Mortgage lenders remained busy last month, writing a record $7.3 billion in loans, a third more than in September 2019, sparking calls for the Reserve Bank to act on the housing bubble or risk increased financial instability.
Both ASB Bank and Kiwibank now consider it likely loan-to-value ratio restrictions will be reinstated as mortgage lending activity momentum built up in the prior two months spilled into September.
Investors led the charge, borrowing 54.7 percent - $1.67 billion - more than the same month last year while commitments to first home buyers held largely stable, up from $1.34 billion at $1.4 billion year-on-year.
Those loans with high LVRs have also tracked up since the restrictions were removed in May, with more than a third of investors borrowing at higher than the previous LVR threshold of 70 percent, while 42 percent of loans to first home buyers were higher than 80 percent.
Kelvin Davidson, senior property economist with Corelogic, said while banks managed to keep a pretty tight rein on loans above 80 percent, which represented 10.8 percent of the total, "the fact that lending volumes are still rising suggests that, eventually, most people who want a mortgage are getting it in the end.”
House sales soaring
Increased lending was reflected in the number of house sales soaring more than 37 percent to 8,377 last month over September 2019, the most for any month since March 2017, according to latest Real Estate Institute of New Zealand data.
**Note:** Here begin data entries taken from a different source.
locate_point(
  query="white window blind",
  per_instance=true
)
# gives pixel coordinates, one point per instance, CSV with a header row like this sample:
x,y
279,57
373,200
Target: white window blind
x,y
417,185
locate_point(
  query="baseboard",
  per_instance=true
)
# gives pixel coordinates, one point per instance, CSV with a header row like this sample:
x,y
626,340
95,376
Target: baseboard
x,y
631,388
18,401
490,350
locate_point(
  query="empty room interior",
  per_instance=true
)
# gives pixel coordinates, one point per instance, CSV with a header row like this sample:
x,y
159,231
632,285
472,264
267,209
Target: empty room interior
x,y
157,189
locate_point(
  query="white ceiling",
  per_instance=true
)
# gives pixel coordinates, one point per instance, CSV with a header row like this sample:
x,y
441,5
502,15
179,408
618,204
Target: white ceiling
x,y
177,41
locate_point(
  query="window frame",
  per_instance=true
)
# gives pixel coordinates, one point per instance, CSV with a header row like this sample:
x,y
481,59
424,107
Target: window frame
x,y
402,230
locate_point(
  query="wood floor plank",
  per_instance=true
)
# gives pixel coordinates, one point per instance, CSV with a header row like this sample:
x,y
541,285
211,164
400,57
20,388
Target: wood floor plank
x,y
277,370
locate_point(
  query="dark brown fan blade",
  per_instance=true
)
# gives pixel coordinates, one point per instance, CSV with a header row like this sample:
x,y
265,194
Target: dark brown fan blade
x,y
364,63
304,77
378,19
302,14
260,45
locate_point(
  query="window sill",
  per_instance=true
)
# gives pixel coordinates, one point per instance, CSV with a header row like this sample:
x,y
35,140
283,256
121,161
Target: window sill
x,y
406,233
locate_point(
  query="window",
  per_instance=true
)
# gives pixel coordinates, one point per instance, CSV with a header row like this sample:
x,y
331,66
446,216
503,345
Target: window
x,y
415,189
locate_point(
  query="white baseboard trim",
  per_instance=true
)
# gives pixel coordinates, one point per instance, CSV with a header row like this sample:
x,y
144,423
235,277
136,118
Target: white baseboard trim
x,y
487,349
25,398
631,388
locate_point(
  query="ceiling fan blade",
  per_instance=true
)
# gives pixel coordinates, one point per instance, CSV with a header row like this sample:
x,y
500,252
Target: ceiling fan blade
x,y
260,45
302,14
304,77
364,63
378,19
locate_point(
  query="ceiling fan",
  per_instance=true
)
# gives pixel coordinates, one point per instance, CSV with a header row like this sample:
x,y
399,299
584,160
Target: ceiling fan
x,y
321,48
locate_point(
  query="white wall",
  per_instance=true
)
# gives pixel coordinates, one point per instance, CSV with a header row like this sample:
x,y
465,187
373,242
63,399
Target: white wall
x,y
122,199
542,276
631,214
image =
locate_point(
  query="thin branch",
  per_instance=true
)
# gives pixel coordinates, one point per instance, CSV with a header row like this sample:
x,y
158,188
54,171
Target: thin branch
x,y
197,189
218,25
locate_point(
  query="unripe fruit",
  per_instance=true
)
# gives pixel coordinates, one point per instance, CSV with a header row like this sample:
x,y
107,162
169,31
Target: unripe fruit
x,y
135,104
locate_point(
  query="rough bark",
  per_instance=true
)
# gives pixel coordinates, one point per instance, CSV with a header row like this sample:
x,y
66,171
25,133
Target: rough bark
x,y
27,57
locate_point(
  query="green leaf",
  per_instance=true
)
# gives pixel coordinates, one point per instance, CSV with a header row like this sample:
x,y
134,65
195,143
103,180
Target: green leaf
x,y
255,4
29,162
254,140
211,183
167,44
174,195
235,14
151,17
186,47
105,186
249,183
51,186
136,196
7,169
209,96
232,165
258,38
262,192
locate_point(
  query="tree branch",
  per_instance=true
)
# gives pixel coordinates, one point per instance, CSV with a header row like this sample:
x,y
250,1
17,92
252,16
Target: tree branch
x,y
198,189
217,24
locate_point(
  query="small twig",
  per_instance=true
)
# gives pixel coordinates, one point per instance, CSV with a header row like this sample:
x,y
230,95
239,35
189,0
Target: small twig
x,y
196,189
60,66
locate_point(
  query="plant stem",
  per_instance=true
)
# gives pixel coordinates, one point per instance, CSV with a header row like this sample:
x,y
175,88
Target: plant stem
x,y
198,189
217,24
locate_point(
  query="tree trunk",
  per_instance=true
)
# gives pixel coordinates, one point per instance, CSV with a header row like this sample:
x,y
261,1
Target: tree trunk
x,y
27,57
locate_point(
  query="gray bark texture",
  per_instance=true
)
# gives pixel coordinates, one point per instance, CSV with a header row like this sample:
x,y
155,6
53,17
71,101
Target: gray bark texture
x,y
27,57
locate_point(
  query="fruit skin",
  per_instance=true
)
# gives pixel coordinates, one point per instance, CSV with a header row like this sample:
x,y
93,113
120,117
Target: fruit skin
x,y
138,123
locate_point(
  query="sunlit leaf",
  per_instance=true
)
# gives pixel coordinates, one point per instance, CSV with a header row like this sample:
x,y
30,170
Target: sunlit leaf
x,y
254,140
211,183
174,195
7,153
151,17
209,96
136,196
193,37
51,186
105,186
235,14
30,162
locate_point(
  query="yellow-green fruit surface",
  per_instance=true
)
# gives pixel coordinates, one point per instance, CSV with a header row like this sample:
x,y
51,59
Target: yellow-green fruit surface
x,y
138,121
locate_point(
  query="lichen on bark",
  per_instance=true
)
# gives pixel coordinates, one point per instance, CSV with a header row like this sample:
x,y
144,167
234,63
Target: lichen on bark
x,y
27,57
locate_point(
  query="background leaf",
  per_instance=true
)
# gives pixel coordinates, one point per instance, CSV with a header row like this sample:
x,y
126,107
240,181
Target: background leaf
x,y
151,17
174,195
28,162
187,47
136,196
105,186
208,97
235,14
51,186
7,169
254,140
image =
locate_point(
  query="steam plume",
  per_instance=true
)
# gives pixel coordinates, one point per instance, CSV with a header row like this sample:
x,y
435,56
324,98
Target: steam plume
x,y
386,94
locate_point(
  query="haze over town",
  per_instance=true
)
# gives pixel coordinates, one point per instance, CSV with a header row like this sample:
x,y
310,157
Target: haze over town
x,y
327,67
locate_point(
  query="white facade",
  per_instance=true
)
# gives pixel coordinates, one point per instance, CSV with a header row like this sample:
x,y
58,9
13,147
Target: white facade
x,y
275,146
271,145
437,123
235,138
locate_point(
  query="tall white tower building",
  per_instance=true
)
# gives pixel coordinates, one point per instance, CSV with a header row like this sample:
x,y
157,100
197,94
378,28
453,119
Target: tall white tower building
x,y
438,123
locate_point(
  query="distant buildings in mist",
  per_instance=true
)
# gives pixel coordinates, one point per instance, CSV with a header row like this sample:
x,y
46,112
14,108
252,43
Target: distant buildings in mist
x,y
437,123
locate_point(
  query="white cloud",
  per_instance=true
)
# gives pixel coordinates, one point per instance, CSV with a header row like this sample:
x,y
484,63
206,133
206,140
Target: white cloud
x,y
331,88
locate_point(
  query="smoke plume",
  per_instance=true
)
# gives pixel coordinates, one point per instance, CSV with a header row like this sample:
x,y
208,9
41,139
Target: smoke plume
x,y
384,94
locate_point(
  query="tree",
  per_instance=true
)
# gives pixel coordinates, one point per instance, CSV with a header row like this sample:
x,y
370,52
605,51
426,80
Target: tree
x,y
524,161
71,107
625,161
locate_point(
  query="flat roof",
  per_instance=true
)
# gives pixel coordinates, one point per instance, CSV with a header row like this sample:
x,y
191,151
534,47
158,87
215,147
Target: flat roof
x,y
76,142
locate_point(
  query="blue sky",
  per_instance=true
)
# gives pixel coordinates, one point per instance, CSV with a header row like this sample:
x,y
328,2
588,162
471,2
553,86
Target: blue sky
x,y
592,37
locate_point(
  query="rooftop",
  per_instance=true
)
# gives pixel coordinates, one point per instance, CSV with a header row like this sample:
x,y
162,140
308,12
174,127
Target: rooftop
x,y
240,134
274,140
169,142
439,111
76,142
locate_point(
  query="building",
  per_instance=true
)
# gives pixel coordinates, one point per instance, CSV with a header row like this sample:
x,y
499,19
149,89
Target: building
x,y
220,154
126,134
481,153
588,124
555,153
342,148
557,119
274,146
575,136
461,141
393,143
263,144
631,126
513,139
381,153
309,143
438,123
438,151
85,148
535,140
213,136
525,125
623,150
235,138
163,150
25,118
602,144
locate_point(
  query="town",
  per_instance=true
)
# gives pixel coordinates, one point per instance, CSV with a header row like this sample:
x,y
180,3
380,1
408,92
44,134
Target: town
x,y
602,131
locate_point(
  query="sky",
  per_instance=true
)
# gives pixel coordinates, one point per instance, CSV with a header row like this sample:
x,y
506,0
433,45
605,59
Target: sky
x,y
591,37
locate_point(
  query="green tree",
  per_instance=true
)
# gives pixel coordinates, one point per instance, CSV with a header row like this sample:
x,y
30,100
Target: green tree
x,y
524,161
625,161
ASB senior economist Jane Turner said the surprisingly resilient economy, plus large falls in mortgage rates and relaxed LVR lending restrictions proved a “very potent mix for the housing market.”
She said the central bank “now needs to recognise that the housing market risks have shifted dramatically” and it is no longer facing the risk of falling house prices, but instead a strongly increasing market.
Turner echoed earlier comments by Kiwibank economist Jeremy Couchman that the RBNZ needs to face up to the risk of “fuelling the fire of a housing market bubble, which, if underpinned by leveraged buyers, can increase financial stability risks down the line.”
Additional monetary support
She said while the subdued inflation data last week will likely support the central bank’s conclusion that additional monetary support will be needed for some time, it also suggests “it needs to consider reinstating the LVR lending restrictions at the November financial stability review.”
Corelogic’s Davidson said it was worth remembering the speed limits were removed partly to allow banks to grant payment deferrals, without risking technical breaches of loan conditions, “and payment deferrals are still going to be in place until March next year.”
Still, the longer the upswing in mortgage and investor lending and the general property market continues, “clearly the higher are the chances of some kind of shift on LVRs,” he said.